Oui, certaines représentations, forgées par notre passé personnel ont la vie dure ! Je me morigénais ensuite, bien sûr, et devais reconnaître qu’il filtrait de mes pensées, certaines idées parasites.
Et puis la vie, parfois, se charge toute seule de vous remettre les idées en place. Bien sûr, j’ai grandi, lu, vu, vécu, appris. J’ai compris que plus qu’un corps, nous sommes d’abord et avant tout un mental.
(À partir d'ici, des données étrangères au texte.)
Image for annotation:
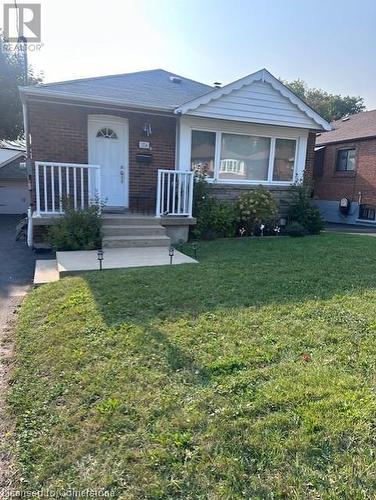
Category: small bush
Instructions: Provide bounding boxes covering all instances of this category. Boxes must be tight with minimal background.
[47,200,102,250]
[237,187,277,235]
[192,174,237,240]
[286,222,308,238]
[288,186,324,234]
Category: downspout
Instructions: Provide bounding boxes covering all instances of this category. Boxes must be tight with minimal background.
[21,94,33,247]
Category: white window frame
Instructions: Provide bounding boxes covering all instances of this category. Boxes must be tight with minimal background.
[190,126,300,186]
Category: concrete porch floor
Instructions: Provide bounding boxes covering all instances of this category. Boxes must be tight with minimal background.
[34,247,197,285]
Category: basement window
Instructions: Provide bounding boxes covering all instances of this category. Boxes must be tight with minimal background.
[359,205,376,220]
[336,148,356,172]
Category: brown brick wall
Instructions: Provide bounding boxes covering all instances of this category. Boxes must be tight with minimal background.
[29,101,176,211]
[304,132,316,185]
[315,139,376,205]
[210,184,292,217]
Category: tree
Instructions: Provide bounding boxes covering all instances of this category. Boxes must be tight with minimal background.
[0,36,42,140]
[283,78,366,122]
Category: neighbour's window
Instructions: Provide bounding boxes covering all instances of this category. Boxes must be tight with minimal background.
[273,139,296,181]
[359,205,376,220]
[97,127,117,139]
[191,130,215,177]
[336,148,355,172]
[219,134,270,181]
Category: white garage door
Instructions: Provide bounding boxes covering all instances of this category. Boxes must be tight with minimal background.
[0,180,30,214]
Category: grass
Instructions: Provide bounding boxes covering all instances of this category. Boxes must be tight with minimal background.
[9,234,376,499]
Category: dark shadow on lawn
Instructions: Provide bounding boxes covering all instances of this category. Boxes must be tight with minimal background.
[84,234,376,326]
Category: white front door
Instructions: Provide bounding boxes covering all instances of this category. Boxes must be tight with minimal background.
[88,115,128,208]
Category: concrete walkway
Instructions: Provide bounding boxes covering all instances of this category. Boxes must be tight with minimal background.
[325,222,376,236]
[0,215,35,331]
[34,247,197,284]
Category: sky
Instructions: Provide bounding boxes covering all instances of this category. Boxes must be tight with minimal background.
[1,0,376,109]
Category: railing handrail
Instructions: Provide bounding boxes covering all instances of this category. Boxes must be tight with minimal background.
[158,168,194,175]
[34,161,101,217]
[35,161,101,169]
[155,168,194,217]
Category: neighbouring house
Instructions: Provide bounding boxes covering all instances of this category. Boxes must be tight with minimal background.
[20,69,330,246]
[0,140,30,215]
[314,110,376,224]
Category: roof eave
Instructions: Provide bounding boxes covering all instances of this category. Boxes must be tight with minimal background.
[0,151,25,168]
[317,134,376,146]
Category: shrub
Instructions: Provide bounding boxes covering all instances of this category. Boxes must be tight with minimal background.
[47,200,102,250]
[288,185,324,234]
[192,174,237,239]
[237,187,277,235]
[286,222,308,238]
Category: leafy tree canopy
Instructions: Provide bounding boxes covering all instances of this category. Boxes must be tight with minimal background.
[0,35,42,140]
[282,78,366,122]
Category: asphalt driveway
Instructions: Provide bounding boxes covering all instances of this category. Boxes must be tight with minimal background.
[0,215,35,331]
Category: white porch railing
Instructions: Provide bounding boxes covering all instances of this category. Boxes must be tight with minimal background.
[35,161,101,216]
[156,169,193,217]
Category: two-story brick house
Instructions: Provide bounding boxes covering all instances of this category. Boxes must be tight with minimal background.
[314,110,376,224]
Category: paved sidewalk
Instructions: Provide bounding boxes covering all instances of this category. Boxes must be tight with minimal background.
[0,215,35,332]
[325,222,376,236]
Que ce mental se moque des apparences et actionne les leviers de nos émotions avec ou sans notre consentement. Qu’il est impossible de calquer la vie de l’un sur celle d’un autre car, il suffit de changer un seul paramètre pour que le tout prenne une autre forme, totalement distincte.
Et surtout, aujourd’hui 10 Septembre, je suis en compagnie d’une de mes meilleures amies. Qui, depuis des années lutte contre cette sale maladie. Qui a testé une multitude de traitements. Qui a la plus belle et la plus légitime des raisons de vouloir vivre : Son fiston, même pas au collège. Et, lorsque, après des années de douleurs, permanentes, insupportables, mais qu’elle supporte depuis si longtemps, elle souffle : «Je n’en peux plus », que puis-je dire sinon qu’il s’agit de la décision la plus courageuse qu’il m’ait été donnée d’entendre?
Rien. Etre là. Soutenir, comprendre, aimer, et admettre que, oui, parfois, il s’agit juste de déposer les armes, parce que la douleur, physique ou mentale est telle, qu’elle occupe tout l’espace, intégralement, y compris l’espace de la vie. Et là, personne n’a le droit d’émettre le moindre jugement moral ! Voilà, ce que vivent ceux et celles qui arrivent à ce choix, insoutenable pour les autres…Mais qui revient à une délivrance pour eux.